The only answer, say the authors, is to bust up what they call the American financial oligarchy, which they compare to the power wielded by a handful of oligarchs in Russia or South Korea. They call for dismantling the big banks—reduce their size, and separate deposit-taking from more risky investments—and thereby defuse their political capability to hold the country hostage. Johnson and Kwak understand that such actions will require a new political zeitgeist in America, but they are hopeful that the public mood could shift over the next several years, just as it changed from the laissez-faire attitudes of the late 19th century to the early 20th century, when Theodore Roosevelt and Woodrow Wilson finally busted up big industrial trusts such as US Steel and Standard Oil.
I wish I shared their optimism that there is a political scenario in which big banks could fail and not bring down the global financial system with them, but the American public could be light years away from agreeing to the massive government intrusion that would be necessary to implement this book’s revolutionary proposal. Even the Supreme Court has recently made it easier for big companies to influence elections. Besides that, the authors too cavalierly wave off critical competitive issues of America’s needing big banks at a time when European and Asian financial institutions are bulking up.

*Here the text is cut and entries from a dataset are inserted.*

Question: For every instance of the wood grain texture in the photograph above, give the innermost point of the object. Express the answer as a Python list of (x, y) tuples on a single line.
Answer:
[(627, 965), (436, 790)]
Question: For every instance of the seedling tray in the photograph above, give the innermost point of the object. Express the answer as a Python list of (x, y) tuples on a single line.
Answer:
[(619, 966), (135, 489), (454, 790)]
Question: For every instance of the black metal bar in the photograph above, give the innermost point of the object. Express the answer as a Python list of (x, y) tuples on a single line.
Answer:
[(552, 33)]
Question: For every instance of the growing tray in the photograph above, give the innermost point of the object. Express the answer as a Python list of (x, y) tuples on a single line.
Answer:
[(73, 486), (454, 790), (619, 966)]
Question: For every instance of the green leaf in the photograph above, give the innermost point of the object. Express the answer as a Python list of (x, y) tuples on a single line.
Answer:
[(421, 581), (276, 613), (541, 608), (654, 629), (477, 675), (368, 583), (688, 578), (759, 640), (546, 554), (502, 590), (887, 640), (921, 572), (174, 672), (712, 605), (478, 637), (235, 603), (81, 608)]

And although the authors try to come to grips with the question of how big is too big, they, like everyone else, don’t really have a good answer.
When Congress and the administration fight it out, 13 Bankers will be a must-read. And come the next crash, it will be so again.
Jeffrey E. Garten is the Juan Trippe professor of international trade and finance at the Yale School of Management, and served in economic and foreign-policy positions in the Nixon, Ford, Carter, and Clinton administrations.